En el esclarecedor ensayo Pensar la polarización, el profesor Gonzalo Velasco Arias sostiene que «la
mediación digital ha modificado la forma de relacionarnos con el conocimiento y
con nuestra identidad». Su tesis es que la
polarización se nutre no de la incapacidad epistémica de las personas, sino de las
estructuras en las que se comparte la información y la interacción con esa
misma información. Las redes
sociales son lugares que facilitan la expresión emocional, pero no la
cavilación reposada y tranquila que requiere el conocimiento y la mirada analítica. En el ágora pantallizado no anida el saber experto, sino el de quienes ignoran el tamaño de su ignorancia, lo que les hace sobreestimar su conocimiento y atreverse a participar activamente con comentarios simplistas cargados de animosidad.

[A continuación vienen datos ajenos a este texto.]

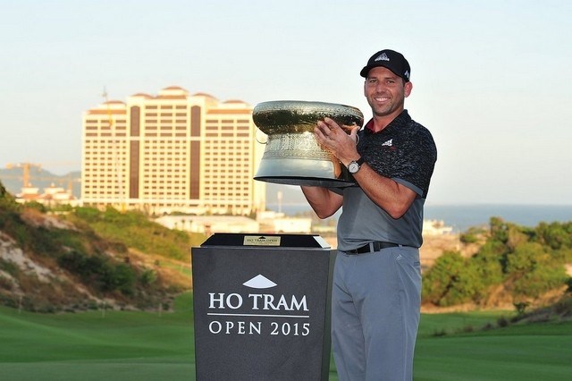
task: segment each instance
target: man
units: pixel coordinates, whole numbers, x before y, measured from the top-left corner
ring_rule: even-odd
[[[437,150],[404,108],[411,69],[393,50],[362,69],[373,118],[349,134],[325,118],[314,131],[358,186],[303,186],[320,218],[343,205],[332,295],[332,339],[341,380],[411,380],[420,315],[423,207]],[[344,127],[346,128],[346,127]]]

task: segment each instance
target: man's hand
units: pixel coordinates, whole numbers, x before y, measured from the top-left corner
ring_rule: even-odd
[[[356,148],[359,126],[340,126],[331,118],[318,121],[314,129],[317,142],[348,166],[350,161],[359,158]],[[349,133],[348,134],[348,131]]]

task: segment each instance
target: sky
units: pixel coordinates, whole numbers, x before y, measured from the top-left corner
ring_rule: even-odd
[[[568,0],[0,0],[0,165],[80,169],[81,118],[169,86],[369,119],[359,71],[403,53],[437,144],[427,203],[572,204]]]

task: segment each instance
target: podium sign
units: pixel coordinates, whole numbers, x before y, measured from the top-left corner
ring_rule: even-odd
[[[192,249],[198,380],[327,380],[333,255],[315,235]]]

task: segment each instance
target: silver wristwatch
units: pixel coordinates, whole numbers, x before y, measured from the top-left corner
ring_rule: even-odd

De este modo las redes se pueblan de las opiniones de agentes epistémicos que adolecen de falta de saberes contrastados (efecto Dunning-Kruger). Pero es que incluso quien posee saber experto y se embarca en redes se ve obligado por la estructura de la intermediación digital a exponerlo de una manera que lo devalúa. Es
fácil volverse un hooligan en la cosmópolis digital porque la mayoría de la información y la opinión es acelerada, sucinta y superficial, aunque verse sobre temas profundos, sofisticados y de lenta deliberación. Son reductos ideales para a través
de un lenguaje moral y beligerante inducir emociones animosas e inculcar sentimientos
de aversión al otro. La ausencia de evaluación crítica, el enojo y una manera sencilla de responder reactivamente con la misma beligerancia recibida pivotan estos lugares en donde el diálogo se antoja una entelequia. Todo
se reduce a aceptar o rechazar ideas. Nunca a matizarlas, pormenorizarlas, contemplarlas
desde otras perspectivas. O sea, pensarlas.